烏雲散去露出隐藏在下方的明月,原本不該在這個季節盛開的花在同一時間綻放,粉色的花瓣随着風落在了少年的發間。
少年擡眸看着今夜格外圓的月亮,睫毛微顫,虹膜在月光下透着一種不同尋常的鎏金色。
察覺到身邊的動靜,他微微側頭看了過去。
禅院甚爾借助身邊的大樹遮掩了自己的身形,他原本隻是夜裡睡不着出來走走,沒想到正巧看見了這一幕。
他不知道怎麼形容那種眼神,仿佛神憐憫着世間的萬物,一切都能夠包容其中,卻又像是随意的一瞥不會讓任何痕迹有所殘留,矛盾但又格外讓人着迷。
神秘的東西總是讓人想要探索,尤其是當擁有這些的人就在身邊的時候。
如果将這樣的神态打破,讓那雙眼睛裡充滿自己的身影會是什麼模樣呢?
禅院甚爾眼神微暗。
神崎冬樹不知道有人正躲在大樹的後面,他還以為是之前那隻兔子又過來了,于是收回了視線,低頭看着手中燃燒殆盡的符紙歎了口氣有些失望。
失敗了,還是無法借到力量。
随着記憶的陸續恢複神崎冬樹也想起了不少有用的東西,比如正在使用的這招。
要想對付神明級别的詛咒自然也要有與之抗衡的力量,紙人可以做到以此為媒介暫時借用到另一邊的力量,但是這需要借用那方的同意,顯然神崎冬樹是不可能說服神明幫助他對付自己。
不過神崎冬樹最近想起一個辦法可以繞過獲得同意這個流程。
這個時候他身上的詛咒就相當于最好的媒介。
今夜的異常就是由此引起的,想到花朵盛開的那一幕神崎冬樹陷入了沉思。
這次的力量總讓他感覺有些不太對勁,比起往日的怨毒似乎又有些不同,甚至引起了周圍植物的共鳴,但是等到他想要仔細查看的時候這力量又消失了宛如昙花一現。
也因此造成了他的失敗。
神崎冬樹有了一個猜想,并且準備等第二天的時候驗證一下。
他拍了拍手上殘留的灰燼,重新将面具帶回臉上。
等待神崎冬樹回到木屋的時候,禅院甚爾已經先一步進了屋裡。
神崎冬樹看了他一眼,默不作聲的來到了另外一邊坐着。
他今夜沒打算睡覺,雖然對母親的術有一定的信心,但是為了避免發生意外神崎冬樹還是打算守一夜。

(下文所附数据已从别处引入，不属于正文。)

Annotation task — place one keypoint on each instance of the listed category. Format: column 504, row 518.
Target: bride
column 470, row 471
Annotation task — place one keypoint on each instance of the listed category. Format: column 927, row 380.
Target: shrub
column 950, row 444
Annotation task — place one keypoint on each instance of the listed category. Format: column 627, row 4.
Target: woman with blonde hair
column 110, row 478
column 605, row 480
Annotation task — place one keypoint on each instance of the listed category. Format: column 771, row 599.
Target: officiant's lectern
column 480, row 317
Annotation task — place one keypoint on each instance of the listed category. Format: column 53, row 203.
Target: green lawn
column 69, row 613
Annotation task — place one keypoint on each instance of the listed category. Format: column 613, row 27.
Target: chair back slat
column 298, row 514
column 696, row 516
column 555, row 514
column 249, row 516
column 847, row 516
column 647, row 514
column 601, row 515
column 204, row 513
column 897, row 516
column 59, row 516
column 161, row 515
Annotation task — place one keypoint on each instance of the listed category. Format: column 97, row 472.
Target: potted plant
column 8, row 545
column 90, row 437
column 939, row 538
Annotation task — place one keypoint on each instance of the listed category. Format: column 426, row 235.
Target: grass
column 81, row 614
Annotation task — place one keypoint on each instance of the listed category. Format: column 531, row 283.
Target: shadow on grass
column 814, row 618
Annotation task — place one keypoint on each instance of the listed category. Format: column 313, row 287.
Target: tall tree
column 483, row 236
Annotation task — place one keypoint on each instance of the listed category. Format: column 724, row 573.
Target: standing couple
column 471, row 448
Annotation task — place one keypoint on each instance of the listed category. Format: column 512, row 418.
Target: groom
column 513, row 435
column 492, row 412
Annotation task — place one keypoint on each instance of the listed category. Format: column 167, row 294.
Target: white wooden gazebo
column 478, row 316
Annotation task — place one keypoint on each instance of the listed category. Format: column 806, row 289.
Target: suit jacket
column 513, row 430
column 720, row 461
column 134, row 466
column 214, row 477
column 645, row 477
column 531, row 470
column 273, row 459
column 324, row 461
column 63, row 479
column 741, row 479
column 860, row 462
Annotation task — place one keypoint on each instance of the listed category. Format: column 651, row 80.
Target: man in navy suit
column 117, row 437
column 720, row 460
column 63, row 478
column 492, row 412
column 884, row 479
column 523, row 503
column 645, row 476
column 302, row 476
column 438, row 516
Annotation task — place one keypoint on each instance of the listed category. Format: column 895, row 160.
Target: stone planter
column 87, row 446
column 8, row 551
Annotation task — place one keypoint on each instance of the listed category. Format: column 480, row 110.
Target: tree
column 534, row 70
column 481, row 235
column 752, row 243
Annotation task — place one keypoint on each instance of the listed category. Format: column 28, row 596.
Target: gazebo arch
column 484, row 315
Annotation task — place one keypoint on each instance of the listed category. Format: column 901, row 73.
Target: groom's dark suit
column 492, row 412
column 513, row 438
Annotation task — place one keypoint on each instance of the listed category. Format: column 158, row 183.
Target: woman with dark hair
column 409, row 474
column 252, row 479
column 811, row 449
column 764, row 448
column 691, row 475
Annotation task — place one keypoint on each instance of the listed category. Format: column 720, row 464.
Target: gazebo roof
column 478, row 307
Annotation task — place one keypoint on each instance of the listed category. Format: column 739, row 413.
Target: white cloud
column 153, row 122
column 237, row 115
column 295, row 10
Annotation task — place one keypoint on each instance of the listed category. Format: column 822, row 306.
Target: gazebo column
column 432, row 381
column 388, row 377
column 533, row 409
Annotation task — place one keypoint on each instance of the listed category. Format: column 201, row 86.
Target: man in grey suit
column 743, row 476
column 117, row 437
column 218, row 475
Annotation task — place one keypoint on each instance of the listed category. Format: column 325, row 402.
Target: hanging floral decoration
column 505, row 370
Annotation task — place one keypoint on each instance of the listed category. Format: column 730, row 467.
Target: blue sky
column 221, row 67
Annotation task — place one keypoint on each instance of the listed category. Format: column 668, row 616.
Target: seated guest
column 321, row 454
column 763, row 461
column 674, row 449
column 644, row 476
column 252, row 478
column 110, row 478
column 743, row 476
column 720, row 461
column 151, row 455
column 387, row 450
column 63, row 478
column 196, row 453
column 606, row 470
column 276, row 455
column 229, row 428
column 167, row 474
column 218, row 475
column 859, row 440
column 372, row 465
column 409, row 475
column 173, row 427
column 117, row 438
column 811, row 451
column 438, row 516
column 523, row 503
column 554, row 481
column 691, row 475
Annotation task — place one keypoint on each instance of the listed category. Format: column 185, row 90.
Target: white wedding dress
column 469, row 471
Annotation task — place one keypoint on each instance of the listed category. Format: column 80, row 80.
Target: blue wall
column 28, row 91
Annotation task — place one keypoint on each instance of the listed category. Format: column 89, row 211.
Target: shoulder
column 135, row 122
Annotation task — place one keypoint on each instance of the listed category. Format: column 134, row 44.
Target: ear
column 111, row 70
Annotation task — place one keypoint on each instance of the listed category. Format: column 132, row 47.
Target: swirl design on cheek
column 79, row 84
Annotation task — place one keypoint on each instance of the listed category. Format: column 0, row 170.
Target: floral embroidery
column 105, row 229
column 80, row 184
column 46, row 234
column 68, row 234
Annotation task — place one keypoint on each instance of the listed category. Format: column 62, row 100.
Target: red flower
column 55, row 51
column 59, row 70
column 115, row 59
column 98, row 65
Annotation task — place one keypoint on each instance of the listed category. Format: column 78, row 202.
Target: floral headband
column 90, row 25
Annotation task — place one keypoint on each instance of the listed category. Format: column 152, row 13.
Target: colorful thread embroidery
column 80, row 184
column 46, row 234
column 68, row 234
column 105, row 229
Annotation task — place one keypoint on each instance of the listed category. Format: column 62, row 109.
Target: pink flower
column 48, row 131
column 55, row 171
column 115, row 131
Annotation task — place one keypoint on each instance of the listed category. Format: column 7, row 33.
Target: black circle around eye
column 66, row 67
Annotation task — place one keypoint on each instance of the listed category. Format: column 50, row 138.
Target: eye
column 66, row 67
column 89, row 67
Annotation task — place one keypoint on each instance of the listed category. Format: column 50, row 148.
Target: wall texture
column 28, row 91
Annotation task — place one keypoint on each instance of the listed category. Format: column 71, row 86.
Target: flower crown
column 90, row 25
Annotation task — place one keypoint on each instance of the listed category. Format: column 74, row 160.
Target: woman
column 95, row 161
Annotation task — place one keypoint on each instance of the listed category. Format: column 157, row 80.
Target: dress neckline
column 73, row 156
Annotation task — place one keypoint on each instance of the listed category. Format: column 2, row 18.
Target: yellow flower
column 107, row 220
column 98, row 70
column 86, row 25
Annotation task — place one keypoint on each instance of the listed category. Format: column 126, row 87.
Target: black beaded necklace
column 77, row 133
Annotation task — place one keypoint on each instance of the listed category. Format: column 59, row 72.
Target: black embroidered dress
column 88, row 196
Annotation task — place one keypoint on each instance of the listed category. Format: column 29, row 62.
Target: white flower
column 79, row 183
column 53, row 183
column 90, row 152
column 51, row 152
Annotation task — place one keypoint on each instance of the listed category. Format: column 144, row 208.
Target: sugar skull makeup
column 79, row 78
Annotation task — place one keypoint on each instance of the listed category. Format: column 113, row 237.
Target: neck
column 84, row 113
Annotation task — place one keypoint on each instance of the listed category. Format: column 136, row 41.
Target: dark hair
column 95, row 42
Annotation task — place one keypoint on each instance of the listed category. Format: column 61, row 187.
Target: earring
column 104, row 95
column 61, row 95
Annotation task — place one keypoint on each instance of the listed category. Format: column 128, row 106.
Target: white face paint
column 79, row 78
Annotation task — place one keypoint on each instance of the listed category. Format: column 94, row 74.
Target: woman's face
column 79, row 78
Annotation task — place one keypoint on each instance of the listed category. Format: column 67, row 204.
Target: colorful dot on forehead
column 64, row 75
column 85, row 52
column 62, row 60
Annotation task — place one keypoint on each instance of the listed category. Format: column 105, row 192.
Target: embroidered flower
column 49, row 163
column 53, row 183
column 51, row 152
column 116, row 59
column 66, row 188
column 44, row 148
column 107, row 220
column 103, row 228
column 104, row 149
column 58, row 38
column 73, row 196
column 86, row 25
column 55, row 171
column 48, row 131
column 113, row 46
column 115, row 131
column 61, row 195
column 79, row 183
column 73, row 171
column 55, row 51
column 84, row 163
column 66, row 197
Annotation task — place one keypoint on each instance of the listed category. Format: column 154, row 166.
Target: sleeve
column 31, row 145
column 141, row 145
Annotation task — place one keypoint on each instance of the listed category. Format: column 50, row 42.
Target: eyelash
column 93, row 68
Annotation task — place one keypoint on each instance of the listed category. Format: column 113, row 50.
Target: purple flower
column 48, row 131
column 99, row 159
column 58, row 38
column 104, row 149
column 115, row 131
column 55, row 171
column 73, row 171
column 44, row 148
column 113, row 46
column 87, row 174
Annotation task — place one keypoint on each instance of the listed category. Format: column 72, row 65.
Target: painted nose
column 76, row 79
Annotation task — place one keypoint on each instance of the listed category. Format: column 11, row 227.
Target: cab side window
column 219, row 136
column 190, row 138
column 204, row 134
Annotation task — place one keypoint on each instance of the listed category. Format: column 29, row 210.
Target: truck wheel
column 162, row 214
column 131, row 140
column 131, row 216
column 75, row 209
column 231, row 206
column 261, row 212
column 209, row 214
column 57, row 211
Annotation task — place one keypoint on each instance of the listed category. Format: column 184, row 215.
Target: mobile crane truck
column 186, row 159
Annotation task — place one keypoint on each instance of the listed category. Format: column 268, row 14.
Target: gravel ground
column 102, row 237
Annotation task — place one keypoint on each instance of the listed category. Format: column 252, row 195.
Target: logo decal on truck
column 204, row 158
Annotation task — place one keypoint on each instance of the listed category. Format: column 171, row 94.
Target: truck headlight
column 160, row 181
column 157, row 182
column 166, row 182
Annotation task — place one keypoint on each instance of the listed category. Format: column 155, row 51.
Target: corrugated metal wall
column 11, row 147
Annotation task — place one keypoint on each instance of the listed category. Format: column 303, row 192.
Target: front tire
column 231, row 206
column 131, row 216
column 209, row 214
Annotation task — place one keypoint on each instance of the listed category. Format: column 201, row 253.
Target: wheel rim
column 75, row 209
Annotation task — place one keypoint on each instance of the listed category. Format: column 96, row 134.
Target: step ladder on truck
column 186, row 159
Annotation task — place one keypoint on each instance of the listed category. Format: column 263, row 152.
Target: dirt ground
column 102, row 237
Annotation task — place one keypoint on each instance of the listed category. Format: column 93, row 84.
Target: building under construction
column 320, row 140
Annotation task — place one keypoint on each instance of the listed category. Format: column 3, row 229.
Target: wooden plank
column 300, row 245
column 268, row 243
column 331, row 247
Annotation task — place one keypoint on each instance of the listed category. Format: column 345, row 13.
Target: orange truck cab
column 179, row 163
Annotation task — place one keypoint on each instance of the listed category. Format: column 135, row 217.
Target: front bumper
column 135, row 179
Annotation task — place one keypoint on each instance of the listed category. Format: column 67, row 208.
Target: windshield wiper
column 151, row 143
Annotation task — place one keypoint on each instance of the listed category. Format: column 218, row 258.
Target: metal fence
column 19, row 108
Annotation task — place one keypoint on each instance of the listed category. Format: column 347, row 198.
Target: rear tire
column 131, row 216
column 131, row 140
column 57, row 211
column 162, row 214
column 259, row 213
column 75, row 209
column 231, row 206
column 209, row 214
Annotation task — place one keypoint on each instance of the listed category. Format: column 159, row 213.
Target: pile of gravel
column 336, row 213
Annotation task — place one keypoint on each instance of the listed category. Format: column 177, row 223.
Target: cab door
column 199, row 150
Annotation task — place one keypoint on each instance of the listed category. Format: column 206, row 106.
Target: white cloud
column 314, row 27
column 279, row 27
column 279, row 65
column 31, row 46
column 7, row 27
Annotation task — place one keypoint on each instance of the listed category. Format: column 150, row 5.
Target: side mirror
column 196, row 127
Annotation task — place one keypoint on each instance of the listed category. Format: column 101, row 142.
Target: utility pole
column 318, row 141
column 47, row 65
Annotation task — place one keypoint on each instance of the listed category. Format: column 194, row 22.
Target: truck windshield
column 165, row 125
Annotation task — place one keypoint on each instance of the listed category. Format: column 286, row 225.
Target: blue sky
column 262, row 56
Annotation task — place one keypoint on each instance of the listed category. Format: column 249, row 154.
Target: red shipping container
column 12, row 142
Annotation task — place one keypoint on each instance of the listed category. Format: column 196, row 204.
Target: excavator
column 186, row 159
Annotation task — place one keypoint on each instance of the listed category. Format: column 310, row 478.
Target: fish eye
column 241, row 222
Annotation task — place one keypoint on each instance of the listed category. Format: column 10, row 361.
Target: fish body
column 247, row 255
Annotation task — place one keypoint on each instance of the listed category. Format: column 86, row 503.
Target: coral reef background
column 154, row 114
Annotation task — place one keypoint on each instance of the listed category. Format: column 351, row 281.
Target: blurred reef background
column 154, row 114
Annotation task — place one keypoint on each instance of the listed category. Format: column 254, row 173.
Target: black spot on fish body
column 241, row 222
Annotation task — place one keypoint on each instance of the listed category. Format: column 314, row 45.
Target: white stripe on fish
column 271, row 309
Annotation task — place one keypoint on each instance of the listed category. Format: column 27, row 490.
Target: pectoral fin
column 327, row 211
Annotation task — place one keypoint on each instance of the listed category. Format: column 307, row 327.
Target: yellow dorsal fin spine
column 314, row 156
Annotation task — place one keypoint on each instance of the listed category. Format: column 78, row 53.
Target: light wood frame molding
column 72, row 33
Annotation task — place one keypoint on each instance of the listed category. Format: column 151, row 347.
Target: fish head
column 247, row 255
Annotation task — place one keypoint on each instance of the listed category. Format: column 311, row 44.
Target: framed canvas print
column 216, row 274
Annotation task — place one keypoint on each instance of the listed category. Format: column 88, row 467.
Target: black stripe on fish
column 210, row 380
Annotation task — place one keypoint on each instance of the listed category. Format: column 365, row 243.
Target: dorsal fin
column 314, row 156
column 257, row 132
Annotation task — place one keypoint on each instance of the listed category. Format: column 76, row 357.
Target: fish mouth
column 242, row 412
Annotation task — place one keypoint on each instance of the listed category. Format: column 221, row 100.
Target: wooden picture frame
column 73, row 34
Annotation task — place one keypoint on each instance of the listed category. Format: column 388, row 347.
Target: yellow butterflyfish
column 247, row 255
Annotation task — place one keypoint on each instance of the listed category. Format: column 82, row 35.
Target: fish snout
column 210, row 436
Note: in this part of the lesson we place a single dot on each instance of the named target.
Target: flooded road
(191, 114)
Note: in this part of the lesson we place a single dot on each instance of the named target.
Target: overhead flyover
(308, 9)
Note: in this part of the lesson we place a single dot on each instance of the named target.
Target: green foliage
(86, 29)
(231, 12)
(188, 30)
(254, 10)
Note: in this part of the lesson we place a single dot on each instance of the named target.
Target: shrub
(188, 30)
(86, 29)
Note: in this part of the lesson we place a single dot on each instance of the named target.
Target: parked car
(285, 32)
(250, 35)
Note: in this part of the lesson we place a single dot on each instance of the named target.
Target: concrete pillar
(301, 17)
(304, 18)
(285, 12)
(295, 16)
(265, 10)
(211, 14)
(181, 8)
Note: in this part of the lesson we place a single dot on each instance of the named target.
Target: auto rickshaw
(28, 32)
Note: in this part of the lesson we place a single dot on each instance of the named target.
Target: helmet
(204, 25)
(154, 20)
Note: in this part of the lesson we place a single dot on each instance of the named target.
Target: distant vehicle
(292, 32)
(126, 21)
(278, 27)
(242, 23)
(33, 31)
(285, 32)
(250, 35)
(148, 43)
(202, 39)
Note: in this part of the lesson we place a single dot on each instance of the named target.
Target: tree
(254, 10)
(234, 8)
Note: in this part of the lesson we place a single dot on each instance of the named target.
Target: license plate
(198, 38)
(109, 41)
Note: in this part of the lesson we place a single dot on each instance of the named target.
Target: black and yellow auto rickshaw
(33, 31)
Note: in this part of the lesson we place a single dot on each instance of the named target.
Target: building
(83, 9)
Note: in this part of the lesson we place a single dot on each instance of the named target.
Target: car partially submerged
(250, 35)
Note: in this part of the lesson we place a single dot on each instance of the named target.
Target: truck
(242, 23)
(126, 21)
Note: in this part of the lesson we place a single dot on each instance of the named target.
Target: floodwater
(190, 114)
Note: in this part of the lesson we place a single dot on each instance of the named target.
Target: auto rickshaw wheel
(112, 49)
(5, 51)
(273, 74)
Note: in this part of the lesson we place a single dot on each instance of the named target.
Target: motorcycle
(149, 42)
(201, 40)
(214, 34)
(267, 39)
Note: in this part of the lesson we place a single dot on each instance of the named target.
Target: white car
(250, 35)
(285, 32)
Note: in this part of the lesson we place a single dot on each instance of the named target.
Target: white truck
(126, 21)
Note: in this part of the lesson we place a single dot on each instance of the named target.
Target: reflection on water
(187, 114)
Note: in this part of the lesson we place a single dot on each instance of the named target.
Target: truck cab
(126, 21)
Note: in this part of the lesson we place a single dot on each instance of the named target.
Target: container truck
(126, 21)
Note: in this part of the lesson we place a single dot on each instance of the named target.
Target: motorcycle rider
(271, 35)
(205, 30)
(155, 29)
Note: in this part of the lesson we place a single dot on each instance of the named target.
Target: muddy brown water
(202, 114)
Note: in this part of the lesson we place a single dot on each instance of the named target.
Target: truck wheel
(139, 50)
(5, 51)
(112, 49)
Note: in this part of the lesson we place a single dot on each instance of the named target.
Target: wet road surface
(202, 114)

禅院甚爾見狀幹脆也搬了張椅子湊到了少年的身旁,側頭看着他,“巫女小姐是這座島上的原住民?”
神崎冬樹搖了搖頭。
禅院甚爾發現在非必要的時候身邊的人基本很少會主動開口,但他又實在是對這人很感興趣。
禅院甚爾笑了笑,“我好像還不知道你的名字。”
神崎冬樹想要開口,卻發現自己每次說出名字的時候都會被消音。
他先是愣了一下,看着還盯着他的禅院甚爾,下意識的将兩人第一次見面時對方詢問的名字脫口而出,“吉野悠。”
然而下一刻他就被對方突如其來的詢問弄得有些茫然。
“吉野小姐,你有男朋友嗎?”
“……”
神崎冬樹沉默半晌兒,張了張嘴但又不知道到底該怎麼解釋自己是個男的這回事。
到最後他幹脆無視了對方的回答,閉上眼睛裝作假寐。
……實在不太好開口,所以還是當沒聽見吧。
禅院甚爾到也不在意對方的沉默,畢竟兩人算起來也就相處了半天左右,對于自己看上的獵物他通常都格外有耐心。
就像曾經看中的那些武器他總會拿到手。
再者他現在還有任務沒完成。
禅院甚爾此行的目的是找到一種紫色的花,根據雇主提供的信息這花生長在島嶼中心的位置。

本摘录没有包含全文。